Distribution out of recombination over the chromosomes
We also investigated whether the distribution of recombination along the maritime pine chromosomes was affected by the genetic background in which meiotic recombination occurred, by kernel density function analysis. This approach made it possible to set appropriate band widths (per map and per LG) for gene counts, rather than having to fix an arbitrary interval, as in most methods. Based on a comparative analysis of observed and expected marker distributions, we first determined the upper and lower thresholds defining recombination hotspots (larger gaps between markers than expected and coldspots (tightly linked markers), respectively [see Additional file 9]. An analysis of the F2 map showed that a cluster of at least 10 markers (P = 3 ? 10 -9 ) could be considered to constitute a recombination coldspot, whereas a cluster of no more than three markers (P = 3.6 ? 10 -10 ) could be interpreted as a recombination hotspot. G2F = 0.002; P G2M = 4.5 ? 10 -25 ), whereas hotspots were defined as a cluster of no more than two markers (P G2F = 0.002; PG2M = 1.4 ? 10 -26 ). A plot of gene density over each linkage group, generated by sliding (every 1 cM) an interval corresponding to the predetermined bandwidth, revealed the presence of significant gene clusters or gaps in the three maps (Figure 4 and Additional file 10). By aligning homologous linkage groups, we were able to compare the numbers and locations of recombination coldspots and hotspots between the three maps obtained for the different genotypes (two intraprovenance hybrids for the G2 population and one interprovenance hybrid for the F2 population). We detected a mean of 2.8 coldspots and 5.6 hotspots of recombination per chromosome, respectively. Most (67%) of the hotspots were common to at least two genotypes (27% being common to all three genotypes), but only 48% of the coldspots were common to at least two genotypes (only 7.5% were common to all three genotypes). This result suggests that the spatial structure of recombination is genetically variable, with some recombination hotspots and coldspots specific to a given genotype. Based on the number of shared and specific recombination coldspots and hotspots (Venn diagram in Additional file 10), we calculated a Jaccard index to assess the similarity between the three maps (three pair-wise comparisons). Surprisingly, the recombination patterns of the G2F and G2M maps were found to be more similar to that of the F2 map than to each other.
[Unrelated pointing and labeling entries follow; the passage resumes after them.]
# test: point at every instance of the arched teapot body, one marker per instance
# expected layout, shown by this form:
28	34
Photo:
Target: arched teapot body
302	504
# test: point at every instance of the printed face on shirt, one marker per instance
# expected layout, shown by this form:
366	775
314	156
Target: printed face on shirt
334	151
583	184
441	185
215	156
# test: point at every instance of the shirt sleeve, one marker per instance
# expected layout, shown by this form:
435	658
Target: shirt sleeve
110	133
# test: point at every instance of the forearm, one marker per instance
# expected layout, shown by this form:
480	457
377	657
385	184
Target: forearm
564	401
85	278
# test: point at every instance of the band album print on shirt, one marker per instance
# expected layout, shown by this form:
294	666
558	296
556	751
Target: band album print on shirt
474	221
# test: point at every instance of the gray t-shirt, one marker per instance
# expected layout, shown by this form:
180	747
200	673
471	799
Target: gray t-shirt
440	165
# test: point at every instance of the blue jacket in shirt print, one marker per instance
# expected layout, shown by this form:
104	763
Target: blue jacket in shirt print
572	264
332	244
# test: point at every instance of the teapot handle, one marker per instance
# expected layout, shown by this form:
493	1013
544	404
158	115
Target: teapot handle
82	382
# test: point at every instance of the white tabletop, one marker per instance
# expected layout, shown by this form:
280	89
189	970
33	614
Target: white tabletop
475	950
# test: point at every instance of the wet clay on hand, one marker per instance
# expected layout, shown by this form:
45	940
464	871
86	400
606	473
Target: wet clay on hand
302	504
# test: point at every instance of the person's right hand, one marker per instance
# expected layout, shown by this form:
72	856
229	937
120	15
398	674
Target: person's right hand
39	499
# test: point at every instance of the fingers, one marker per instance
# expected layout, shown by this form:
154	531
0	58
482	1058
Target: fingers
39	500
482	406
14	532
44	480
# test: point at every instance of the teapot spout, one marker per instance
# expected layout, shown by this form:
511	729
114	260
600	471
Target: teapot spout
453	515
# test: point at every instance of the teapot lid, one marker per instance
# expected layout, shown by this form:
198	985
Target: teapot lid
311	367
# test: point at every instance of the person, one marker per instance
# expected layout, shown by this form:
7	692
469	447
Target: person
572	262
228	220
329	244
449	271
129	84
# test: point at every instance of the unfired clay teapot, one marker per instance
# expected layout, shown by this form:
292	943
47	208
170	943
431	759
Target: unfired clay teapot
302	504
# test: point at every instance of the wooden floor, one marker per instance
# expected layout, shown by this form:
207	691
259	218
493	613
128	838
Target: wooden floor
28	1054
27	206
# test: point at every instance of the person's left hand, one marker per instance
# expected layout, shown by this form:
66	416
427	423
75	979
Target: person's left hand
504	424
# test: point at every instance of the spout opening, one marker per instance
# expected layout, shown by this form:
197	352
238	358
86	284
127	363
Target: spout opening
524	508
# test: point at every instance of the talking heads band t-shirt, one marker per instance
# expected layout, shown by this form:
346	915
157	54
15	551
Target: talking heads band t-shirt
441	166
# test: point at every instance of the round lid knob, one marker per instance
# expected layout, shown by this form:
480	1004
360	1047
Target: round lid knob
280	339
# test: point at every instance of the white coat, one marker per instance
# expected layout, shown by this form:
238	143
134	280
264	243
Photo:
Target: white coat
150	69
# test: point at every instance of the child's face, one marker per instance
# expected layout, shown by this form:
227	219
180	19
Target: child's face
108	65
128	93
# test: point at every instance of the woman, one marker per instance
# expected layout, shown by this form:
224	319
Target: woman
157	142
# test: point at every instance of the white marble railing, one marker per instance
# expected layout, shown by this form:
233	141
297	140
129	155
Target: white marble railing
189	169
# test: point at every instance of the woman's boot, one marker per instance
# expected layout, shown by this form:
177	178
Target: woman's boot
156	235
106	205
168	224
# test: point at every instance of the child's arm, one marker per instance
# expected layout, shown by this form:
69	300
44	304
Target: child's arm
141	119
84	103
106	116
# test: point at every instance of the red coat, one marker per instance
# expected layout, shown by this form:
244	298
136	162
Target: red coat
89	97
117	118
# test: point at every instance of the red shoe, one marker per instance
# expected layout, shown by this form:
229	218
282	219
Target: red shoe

Sign of marker density to possess linkage classification #3 of your G2F, G2M and F2 maps, reflecting recombination coldspots and you may hotspots [get a hold of A lot more file 10 for the entire map]. Marker occurrence is actually determined by shifting new interval across the chart when you look at the step one cM increments. The new horizontal lines indicate the reduced and top thresholds identifying a gene cluster or a gap. x-axis: chart range across the whole linkage class (marker reputation is really as during the Additional file 3, which have well-known markers showcased from inside the eco-friendly (anywhere between G2F and https://datingranking.net/tulsa-dating you may F2) and green (anywhere between G2M and you can F2), and you can enclosed inside squares getting indicators prominent in order to G2F, G2M and you may F2). y-axis: amount of genes from the period. Groups well-known towards F2 chart and also at least one to G2 map try shown from the lime sectors linked by dotted tangerine outlines. Clusters common into G2F and you may G2M maps is actually indicated by the black colored circles connected by dotted black colored contours. Clusters noticed with the only one map try expressed by the black colored circles.
Talk
Within research, i put up progressive genomic tools (unigene lay, SNP-variety and you can gene-mainly based linkage maps) and you may used these to the brand new identity out-of a beneficial deleterious allele segregating on an embryo stability locus, and education of one’s the quantity and you can shipments away from recombination collectively the fresh chromosomes and also the products (gender, hereditary history) potentially accounting to have variations.